Despite Nickell's legal team's claims of jury-tampering and judicial misconduct having occurred, a motion for a mistrial was denied and Nickell was sentenced to two ninety-year terms for the charges relating to the deaths of Snow and Bruce Nickell, and three ten-year terms for the other product tampering charges. All sentences were to run concurrently, and the judge ordered Nickell to pay a small fine and forfeit her remaining assets to the families of her victims.
Nickell will be eligible for parole in 2018, when she will be 75 years old.
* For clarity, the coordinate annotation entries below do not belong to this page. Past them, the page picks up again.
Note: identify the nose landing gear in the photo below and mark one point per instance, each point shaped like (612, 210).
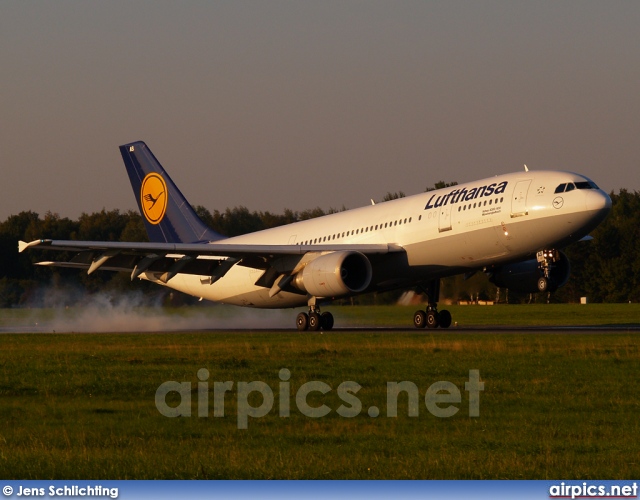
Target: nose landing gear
(315, 320)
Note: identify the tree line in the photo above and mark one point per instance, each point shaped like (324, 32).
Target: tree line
(606, 269)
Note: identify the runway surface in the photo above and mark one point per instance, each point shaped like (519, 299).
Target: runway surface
(493, 329)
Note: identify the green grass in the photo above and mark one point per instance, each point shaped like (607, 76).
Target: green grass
(554, 406)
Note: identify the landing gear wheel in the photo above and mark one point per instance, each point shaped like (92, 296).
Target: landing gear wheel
(444, 318)
(326, 320)
(420, 319)
(302, 322)
(543, 284)
(432, 319)
(314, 322)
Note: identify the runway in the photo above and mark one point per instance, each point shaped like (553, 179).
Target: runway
(484, 329)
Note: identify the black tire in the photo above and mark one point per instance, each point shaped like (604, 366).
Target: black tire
(432, 319)
(314, 322)
(302, 322)
(444, 318)
(420, 319)
(326, 320)
(543, 284)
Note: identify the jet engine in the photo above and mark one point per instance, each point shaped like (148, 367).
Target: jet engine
(335, 274)
(547, 272)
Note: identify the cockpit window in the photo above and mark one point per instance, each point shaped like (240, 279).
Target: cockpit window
(570, 186)
(586, 185)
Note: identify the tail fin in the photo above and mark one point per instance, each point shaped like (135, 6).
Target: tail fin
(167, 214)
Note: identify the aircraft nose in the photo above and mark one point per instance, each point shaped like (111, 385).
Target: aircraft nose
(598, 200)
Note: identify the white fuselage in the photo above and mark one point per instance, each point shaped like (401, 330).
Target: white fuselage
(444, 232)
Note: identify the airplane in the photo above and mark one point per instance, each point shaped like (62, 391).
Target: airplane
(512, 227)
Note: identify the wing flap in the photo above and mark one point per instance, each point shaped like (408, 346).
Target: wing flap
(214, 249)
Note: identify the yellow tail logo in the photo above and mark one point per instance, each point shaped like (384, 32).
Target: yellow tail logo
(154, 198)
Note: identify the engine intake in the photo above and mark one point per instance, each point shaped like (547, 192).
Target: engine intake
(548, 272)
(335, 274)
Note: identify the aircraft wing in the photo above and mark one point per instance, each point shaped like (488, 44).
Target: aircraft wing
(165, 260)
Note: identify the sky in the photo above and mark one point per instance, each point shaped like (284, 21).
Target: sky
(302, 104)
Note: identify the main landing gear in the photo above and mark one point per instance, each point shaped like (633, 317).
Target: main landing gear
(315, 320)
(432, 318)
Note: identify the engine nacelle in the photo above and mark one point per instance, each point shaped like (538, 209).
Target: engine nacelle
(529, 276)
(335, 274)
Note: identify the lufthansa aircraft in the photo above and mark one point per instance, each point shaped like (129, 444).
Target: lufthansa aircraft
(512, 227)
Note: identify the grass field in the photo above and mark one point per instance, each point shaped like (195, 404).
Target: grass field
(553, 405)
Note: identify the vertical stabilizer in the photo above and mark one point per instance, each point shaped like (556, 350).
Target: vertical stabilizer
(167, 214)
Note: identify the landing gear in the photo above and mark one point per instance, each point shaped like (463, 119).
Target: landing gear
(431, 318)
(315, 320)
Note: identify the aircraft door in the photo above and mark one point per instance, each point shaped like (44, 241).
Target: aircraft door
(444, 219)
(519, 199)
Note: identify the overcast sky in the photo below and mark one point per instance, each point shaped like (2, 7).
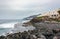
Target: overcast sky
(18, 9)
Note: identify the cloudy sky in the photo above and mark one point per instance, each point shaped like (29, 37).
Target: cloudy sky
(18, 9)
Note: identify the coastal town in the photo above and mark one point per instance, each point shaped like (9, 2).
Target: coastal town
(47, 26)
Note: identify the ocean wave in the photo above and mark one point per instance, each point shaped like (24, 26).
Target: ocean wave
(7, 25)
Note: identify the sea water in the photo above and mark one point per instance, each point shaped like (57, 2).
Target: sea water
(7, 26)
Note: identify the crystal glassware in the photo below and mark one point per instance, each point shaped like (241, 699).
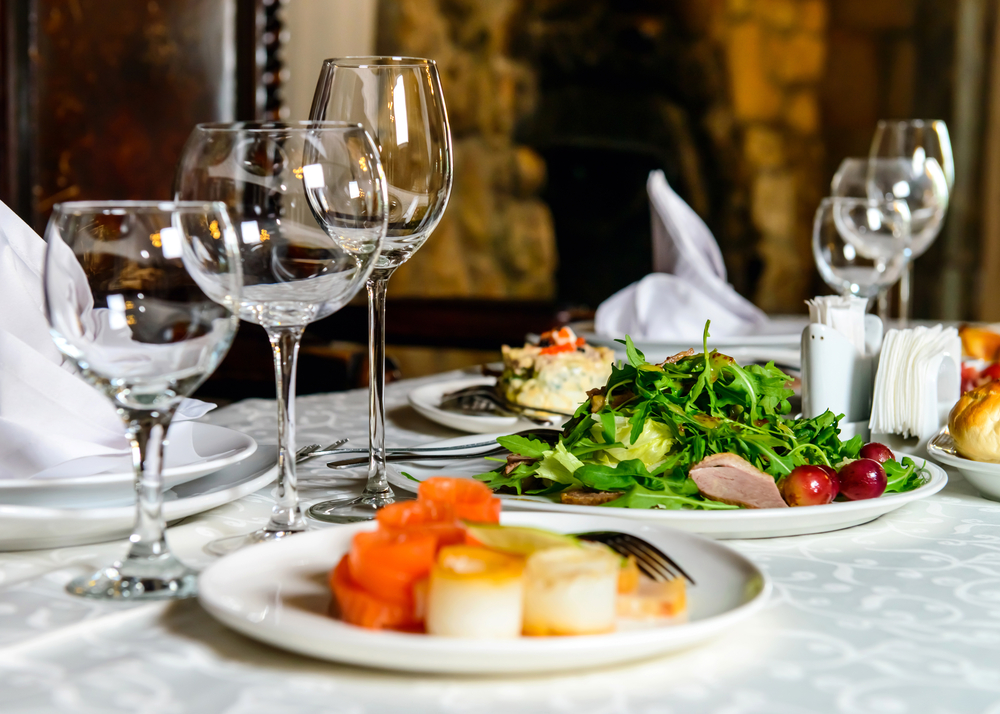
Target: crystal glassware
(142, 297)
(916, 141)
(860, 245)
(922, 185)
(399, 100)
(309, 202)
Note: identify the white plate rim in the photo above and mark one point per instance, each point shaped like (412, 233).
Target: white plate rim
(959, 462)
(174, 473)
(690, 632)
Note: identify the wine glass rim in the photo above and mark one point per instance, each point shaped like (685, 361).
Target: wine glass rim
(134, 206)
(376, 61)
(913, 122)
(305, 126)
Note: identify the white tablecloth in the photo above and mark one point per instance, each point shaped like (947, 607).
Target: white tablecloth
(898, 616)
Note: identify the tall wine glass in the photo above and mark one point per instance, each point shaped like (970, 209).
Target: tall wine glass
(916, 141)
(922, 185)
(142, 297)
(399, 100)
(309, 201)
(860, 246)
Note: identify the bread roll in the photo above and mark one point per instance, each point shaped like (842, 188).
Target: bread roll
(974, 423)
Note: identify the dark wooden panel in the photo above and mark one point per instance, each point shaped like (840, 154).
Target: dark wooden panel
(118, 86)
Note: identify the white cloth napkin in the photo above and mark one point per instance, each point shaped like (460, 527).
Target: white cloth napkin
(48, 414)
(845, 314)
(688, 287)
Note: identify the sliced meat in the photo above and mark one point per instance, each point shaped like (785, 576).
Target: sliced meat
(588, 498)
(678, 357)
(732, 479)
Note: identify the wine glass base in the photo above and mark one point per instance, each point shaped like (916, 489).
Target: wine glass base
(349, 511)
(115, 583)
(230, 544)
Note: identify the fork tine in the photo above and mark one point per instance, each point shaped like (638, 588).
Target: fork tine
(650, 559)
(652, 568)
(655, 555)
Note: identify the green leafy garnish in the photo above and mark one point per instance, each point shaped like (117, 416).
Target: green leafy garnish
(652, 422)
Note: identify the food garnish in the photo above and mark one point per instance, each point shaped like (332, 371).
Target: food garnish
(555, 374)
(642, 440)
(428, 568)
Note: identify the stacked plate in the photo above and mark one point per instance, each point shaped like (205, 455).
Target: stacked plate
(90, 501)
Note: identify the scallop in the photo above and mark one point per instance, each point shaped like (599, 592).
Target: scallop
(475, 593)
(571, 591)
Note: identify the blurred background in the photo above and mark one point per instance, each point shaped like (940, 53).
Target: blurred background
(559, 110)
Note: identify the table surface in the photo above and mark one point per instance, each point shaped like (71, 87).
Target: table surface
(898, 616)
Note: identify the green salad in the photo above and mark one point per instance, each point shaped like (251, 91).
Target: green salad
(640, 434)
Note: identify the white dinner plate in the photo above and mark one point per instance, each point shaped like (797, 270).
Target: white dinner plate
(742, 523)
(31, 527)
(194, 449)
(427, 399)
(277, 593)
(984, 476)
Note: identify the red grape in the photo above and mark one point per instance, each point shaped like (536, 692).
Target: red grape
(876, 452)
(808, 486)
(834, 478)
(861, 479)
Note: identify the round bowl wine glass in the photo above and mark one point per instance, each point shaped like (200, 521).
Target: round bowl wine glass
(399, 100)
(142, 297)
(860, 246)
(924, 188)
(309, 202)
(916, 141)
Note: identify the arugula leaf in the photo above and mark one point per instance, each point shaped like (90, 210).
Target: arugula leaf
(604, 478)
(635, 357)
(522, 445)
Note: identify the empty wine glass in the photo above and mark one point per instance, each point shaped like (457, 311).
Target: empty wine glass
(309, 200)
(922, 186)
(399, 100)
(917, 141)
(860, 246)
(142, 297)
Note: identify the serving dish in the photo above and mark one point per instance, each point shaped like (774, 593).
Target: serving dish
(984, 476)
(277, 593)
(743, 523)
(426, 401)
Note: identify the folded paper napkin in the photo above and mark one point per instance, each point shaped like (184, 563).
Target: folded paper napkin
(49, 416)
(845, 314)
(918, 377)
(688, 287)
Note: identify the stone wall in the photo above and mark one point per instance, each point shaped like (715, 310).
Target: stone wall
(776, 52)
(496, 239)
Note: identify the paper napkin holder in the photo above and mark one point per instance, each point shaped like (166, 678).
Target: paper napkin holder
(836, 376)
(934, 414)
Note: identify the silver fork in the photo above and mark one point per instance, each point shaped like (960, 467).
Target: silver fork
(311, 450)
(652, 561)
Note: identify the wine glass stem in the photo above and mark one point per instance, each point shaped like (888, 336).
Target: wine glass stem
(286, 516)
(377, 489)
(145, 432)
(905, 293)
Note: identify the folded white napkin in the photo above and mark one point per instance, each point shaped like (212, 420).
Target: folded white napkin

Appeals and subsequent petitions
Nickell continued to maintain her innocence after her trial. An appeal based on jury-tampering and judicial misconduct issues was rejected by the United States Court of Appeals for the Ninth Circuit in August 1989. A second appeal, beginning in 2001 was filed by Nickell's new attorney, Carl Park Colbert, based on evidence obtained by private detectives Al Farr and Paul Ciolino, requesting a new trial on the basis of new evidence having been discovered that the FBI may have withheld documents from the defense. The appeal was denied, though Nickell and her team continue to assert her innocence. She claimed that her daughter Cynthia lied about Nickell's involvement in the case in order to reap the $300,000 of reward money being offered. Cynthia Hamilton eventually collected $250,000 of that money. Nickell also alleges, among other things, that the evidence actually points to another person as the killer, and that the testimony about various smaller details in the case, such as the store owner who testified about her having purchased Algae Destroyer, was influenced by promises of payment.
FDA regulations
After the 1982 Tylenol murders, new FDA regulations went into effect which made it a federal - rather than just a state or local - crime to tamper with consumer products. Local and state authorities are not, however, prevented from also filing charges in such cases. Under this law, Nickell's crime was prosecutable as a federal product tampering case as well as a state murder case, and she was convicted not of murder, but of product tampering that caused death. The possibility of state charges for the actual murders of Susan Snow and Bruce Nickell continues to exist.
In media
A 2000 made-for-TV film was to be made about the Stella Nickell case, but it was cancelled shortly before production began based on strong objections from advertisers, including Johnson & Johnson, owner of the Tylenol brand of painkillers, which had featured in the Chicago Tylenol murders, a prior product-tampering case. The film was to have aired on USA Network, directed by Jeff Reiner and starring Katey Sagal.
Seattle author Gregg Olsen wrote about the Nickell case in his book, Bitter Almonds: The True Story of Mothers, Daughters and the Seattle Cyanide Murders. The case was also featured on episodes of Autopsy, Forensic Files, The New Detectives, and Snapped, as well as two episodes of Deadly Women.
Nickell's murders are discussed in the Jodi Picoult novel House Rules.
Notes
References
Bibliography
- Olsen, Gregg (2002). Bitter Almonds: The True Story of Mothers, Daughters and the Seattle Cyanide Murders. Macmillan. ISBN 0312982003.